Derrière chaque petit commerce se cache souvent une grande histoire. Une mère qui veut payer les frais de scolarité de ses enfants. Une jeune diplômée qui ne trouve pas d’emploi. Une femme qui refuse de rester les bras croisés en attendant une opportunité qui tarde à venir.
Quand l’emploi ne suffit plus à faire rêver
Trouver un emploi stable reste un véritable défi pour de nombreuses jeunes femmes. Face à cette réalité, certaines décident de créer elles-mêmes leur activité.
« Je n’ai pas commencé parce que j’avais beaucoup d’argent. J’ai commencé parce que je ne voulais pas dépendre de quelqu’un pour chaque besoin », confie une entrepreneure.
Cette phrase résume une réalité vécue par de nombreuses femmes : entreprendre devient une réponse au chômage, à la précarité et au besoin d’autonomie financière.
Avec quelques dizaines de milliers de francs CFA, certaines commencent par vendre des vêtements, des produits alimentaires ou des articles de beauté. D’autres utilisent leurs compétences pour proposer des services. Petit à petit, l’activité grandit, les revenus augmentent et, parfois, des emplois sont créés.
Pour beaucoup de femmes, gagner leur propre argent ne signifie pas seulement améliorer leurs revenus. C’est aussi pouvoir participer davantage aux dépenses du foyer, financer les études des enfants, aider leurs parents ou investir dans leur propre avenir.

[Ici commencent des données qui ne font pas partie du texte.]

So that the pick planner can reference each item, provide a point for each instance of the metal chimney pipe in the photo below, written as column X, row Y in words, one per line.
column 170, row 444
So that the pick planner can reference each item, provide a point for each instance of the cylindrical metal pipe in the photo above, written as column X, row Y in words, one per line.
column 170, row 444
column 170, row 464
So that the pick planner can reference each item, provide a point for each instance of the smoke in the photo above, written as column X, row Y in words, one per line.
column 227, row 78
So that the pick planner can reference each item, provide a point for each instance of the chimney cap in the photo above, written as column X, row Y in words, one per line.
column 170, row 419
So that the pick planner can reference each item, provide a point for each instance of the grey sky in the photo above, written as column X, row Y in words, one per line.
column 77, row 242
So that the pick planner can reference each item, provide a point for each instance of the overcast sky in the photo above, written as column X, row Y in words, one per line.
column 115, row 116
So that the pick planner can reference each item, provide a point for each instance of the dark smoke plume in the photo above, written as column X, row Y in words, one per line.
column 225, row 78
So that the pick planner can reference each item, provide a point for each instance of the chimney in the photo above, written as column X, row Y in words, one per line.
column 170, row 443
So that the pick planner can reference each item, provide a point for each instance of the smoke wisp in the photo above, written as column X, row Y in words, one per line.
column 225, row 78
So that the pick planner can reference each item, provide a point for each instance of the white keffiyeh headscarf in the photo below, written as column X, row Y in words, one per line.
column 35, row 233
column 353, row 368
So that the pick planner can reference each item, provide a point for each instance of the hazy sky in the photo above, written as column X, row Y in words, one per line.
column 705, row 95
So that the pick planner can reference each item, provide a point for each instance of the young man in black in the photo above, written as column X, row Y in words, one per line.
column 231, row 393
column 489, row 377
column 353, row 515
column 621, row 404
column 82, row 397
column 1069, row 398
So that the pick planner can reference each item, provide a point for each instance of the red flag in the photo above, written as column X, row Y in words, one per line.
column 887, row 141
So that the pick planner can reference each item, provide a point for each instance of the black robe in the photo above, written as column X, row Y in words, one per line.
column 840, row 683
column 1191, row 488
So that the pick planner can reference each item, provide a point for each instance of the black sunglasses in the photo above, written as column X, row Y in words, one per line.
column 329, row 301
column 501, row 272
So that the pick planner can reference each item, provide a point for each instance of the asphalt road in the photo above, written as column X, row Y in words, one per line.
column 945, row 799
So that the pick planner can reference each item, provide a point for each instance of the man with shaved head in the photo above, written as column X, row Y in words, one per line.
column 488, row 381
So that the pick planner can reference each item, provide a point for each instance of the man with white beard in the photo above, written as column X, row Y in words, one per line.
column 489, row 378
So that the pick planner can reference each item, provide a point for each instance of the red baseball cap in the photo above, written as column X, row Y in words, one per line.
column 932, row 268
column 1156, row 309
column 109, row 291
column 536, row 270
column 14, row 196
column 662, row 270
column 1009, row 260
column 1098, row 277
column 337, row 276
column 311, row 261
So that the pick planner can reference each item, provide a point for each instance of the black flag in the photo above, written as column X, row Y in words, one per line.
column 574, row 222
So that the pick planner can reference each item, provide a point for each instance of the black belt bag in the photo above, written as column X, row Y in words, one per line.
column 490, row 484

L’argent gagné par une femme entrepreneure peut devenir une école pour un enfant, un toit pour une famille ou le capital d’une nouvelle activité. Mais derrière ces réussites se cachent aussi de nombreux sacrifices.
Certaines commencent très tôt le matin et terminent tard dans la nuit. Elles doivent jongler entre leur commerce, les responsabilités familiales et parfois l’éducation des enfants.

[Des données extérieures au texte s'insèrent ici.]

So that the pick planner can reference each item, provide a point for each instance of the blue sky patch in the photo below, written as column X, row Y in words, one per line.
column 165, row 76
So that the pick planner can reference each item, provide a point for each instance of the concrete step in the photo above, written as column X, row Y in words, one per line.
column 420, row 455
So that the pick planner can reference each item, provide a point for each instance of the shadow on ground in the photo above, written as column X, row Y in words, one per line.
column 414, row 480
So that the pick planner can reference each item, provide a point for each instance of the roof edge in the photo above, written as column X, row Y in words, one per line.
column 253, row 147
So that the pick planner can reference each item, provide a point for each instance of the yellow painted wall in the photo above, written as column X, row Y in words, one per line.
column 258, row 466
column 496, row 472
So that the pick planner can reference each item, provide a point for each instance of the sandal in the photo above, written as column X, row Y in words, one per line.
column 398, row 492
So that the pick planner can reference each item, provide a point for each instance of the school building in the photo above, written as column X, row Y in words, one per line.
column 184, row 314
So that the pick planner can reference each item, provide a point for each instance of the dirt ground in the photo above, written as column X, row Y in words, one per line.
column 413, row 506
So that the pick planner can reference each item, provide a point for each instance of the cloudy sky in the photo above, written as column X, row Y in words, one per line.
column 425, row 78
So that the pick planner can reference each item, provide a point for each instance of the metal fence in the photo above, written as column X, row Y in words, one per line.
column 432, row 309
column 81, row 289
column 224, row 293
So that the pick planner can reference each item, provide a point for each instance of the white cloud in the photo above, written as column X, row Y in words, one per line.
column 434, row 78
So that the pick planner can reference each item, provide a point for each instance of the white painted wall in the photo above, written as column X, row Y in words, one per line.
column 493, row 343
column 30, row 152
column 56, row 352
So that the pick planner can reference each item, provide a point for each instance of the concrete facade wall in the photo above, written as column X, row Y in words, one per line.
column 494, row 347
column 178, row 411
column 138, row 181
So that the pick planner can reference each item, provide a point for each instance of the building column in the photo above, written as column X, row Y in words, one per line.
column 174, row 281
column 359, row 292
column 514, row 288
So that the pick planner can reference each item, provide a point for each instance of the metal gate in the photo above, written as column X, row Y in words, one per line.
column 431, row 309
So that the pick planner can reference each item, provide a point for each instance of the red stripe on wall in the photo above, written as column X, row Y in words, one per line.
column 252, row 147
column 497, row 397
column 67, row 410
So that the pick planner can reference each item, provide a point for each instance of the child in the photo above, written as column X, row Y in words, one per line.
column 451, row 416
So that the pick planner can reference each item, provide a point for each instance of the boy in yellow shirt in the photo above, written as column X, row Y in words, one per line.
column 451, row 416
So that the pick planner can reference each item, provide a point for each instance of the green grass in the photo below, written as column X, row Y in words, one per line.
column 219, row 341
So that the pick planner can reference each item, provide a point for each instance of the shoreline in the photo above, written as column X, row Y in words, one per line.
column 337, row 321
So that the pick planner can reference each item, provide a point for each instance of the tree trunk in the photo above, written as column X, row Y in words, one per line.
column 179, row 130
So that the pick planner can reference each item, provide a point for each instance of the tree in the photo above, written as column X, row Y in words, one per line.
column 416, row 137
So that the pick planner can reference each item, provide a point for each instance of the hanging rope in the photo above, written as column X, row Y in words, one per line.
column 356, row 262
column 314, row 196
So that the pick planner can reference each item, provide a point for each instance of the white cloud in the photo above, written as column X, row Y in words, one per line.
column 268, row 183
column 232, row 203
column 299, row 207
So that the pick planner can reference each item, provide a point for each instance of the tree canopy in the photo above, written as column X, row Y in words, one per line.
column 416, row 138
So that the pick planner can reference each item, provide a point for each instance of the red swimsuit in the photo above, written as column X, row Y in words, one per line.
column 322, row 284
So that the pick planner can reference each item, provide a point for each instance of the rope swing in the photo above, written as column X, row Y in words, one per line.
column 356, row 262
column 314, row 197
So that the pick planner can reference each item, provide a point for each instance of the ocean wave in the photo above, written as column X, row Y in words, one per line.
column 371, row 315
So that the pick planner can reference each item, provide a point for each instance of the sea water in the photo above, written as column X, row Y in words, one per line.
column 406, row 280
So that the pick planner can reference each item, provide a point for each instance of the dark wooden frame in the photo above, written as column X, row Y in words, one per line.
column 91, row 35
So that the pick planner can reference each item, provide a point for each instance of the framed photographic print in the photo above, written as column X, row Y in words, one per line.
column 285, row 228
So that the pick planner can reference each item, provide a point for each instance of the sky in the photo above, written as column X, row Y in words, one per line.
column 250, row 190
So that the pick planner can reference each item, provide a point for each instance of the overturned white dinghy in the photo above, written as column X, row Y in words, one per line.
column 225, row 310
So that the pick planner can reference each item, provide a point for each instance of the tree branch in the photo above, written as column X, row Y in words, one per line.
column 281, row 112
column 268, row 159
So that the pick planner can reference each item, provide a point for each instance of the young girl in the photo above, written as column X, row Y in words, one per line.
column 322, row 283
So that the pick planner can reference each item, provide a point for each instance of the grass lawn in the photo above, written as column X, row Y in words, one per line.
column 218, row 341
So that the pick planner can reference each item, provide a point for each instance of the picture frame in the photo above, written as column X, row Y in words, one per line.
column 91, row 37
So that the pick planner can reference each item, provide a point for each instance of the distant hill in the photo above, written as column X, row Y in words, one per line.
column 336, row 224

Le défi est donc double : faire fonctionner son entreprise tout en faisant fonctionner sa famille.
Si l’envie d’entreprendre est forte, les moyens restent souvent limités. L’accès au financement constitue l’un des principaux obstacles rencontrés par les femmes. Sans garanties suffisantes, certaines ont du mal à obtenir des crédits. D’autres commencent avec leurs propres économies ou grâce à la solidarité familiale et aux tontines.
Pourtant, avec un accompagnement adapté, une petite activité peut devenir une véritable entreprise. Les femmes ont besoin de financement, mais aussi de formation en gestion, de conseils, d’accès aux marchés et surtout d’un environnement qui leur permette de développer leurs initiatives. Elles ne veulent plus seulement survivre.

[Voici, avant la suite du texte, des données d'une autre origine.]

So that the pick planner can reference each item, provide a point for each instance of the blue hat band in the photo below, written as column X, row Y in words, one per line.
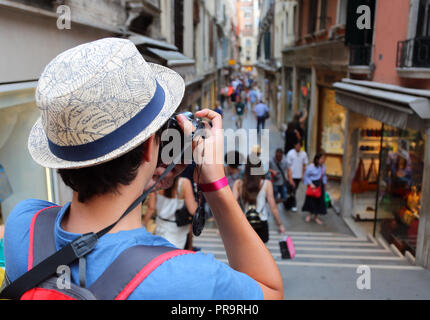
column 116, row 138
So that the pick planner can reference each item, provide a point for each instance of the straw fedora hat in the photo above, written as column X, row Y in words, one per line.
column 98, row 101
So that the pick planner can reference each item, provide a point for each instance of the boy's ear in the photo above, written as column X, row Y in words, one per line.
column 148, row 147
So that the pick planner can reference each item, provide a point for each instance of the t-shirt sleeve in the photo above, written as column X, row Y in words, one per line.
column 197, row 276
column 305, row 159
column 289, row 160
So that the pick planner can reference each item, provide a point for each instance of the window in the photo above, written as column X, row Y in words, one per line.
column 423, row 25
column 341, row 14
column 323, row 14
column 312, row 16
column 179, row 25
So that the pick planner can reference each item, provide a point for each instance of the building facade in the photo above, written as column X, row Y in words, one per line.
column 387, row 150
column 192, row 37
column 247, row 17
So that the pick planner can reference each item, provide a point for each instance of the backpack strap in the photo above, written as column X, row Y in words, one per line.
column 42, row 241
column 128, row 271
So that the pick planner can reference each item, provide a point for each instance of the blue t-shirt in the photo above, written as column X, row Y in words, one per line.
column 187, row 277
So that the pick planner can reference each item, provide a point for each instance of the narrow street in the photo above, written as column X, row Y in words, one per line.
column 328, row 255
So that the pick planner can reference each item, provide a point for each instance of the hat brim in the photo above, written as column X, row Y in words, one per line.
column 174, row 88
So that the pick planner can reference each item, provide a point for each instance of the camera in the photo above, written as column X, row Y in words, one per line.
column 172, row 124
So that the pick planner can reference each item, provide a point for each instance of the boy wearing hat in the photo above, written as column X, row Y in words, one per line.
column 102, row 108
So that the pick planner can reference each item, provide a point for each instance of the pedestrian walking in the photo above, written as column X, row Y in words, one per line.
column 291, row 137
column 167, row 202
column 233, row 161
column 261, row 112
column 297, row 161
column 299, row 121
column 239, row 111
column 278, row 169
column 254, row 192
column 315, row 178
column 253, row 97
column 218, row 108
column 111, row 170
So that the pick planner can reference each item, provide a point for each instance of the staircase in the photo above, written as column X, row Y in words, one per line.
column 320, row 249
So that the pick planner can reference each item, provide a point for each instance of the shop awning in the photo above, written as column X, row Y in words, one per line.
column 139, row 40
column 393, row 105
column 171, row 58
column 166, row 54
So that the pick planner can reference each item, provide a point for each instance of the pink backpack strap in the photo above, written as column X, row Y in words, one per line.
column 128, row 271
column 42, row 241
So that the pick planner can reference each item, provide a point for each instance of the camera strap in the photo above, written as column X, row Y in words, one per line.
column 74, row 251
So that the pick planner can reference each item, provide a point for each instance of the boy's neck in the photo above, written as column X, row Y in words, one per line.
column 101, row 211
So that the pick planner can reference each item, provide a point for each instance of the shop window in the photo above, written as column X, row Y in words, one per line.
column 400, row 181
column 288, row 94
column 179, row 25
column 323, row 15
column 332, row 131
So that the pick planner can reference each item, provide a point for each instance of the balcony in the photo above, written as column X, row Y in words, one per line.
column 413, row 58
column 360, row 59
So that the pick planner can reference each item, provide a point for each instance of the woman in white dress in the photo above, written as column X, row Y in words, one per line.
column 253, row 189
column 166, row 202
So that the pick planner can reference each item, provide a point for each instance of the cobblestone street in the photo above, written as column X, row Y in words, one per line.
column 328, row 255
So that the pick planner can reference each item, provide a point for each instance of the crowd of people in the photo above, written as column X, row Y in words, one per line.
column 260, row 193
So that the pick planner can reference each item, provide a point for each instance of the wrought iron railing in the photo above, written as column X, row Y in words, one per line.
column 360, row 55
column 414, row 53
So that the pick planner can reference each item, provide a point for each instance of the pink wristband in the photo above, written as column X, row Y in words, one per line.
column 214, row 186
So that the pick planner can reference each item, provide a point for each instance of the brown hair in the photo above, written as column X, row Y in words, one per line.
column 169, row 192
column 251, row 182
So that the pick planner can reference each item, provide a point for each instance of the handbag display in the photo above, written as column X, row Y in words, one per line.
column 287, row 248
column 372, row 177
column 359, row 183
column 315, row 192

Aujourd’hui, de nombreuses femmes tchadiennes ne veulent plus se contenter de « joindre les deux bouts ». Elles veulent créer, investir, employer et grandir. Elles ne demandent pas seulement une place dans l’économie : elles sont déjà en train de la construire.
Chaque boutique ouverte, chaque produit transformé, chaque service proposé représente une pierre ajoutée à l’édifice économique du pays. La véritable question n’est donc plus de savoir si les femmes doivent entreprendre. Elles le font déjà.
La question est plutôt : comment leur donner les moyens de passer de la petite activité de survie à une entreprise durable et créatrice d’emplois ?
Car lorsqu’une femme entreprend, ce n’est pas seulement sa vie qui peut changer. C’est souvent toute une famille qui avance avec elle.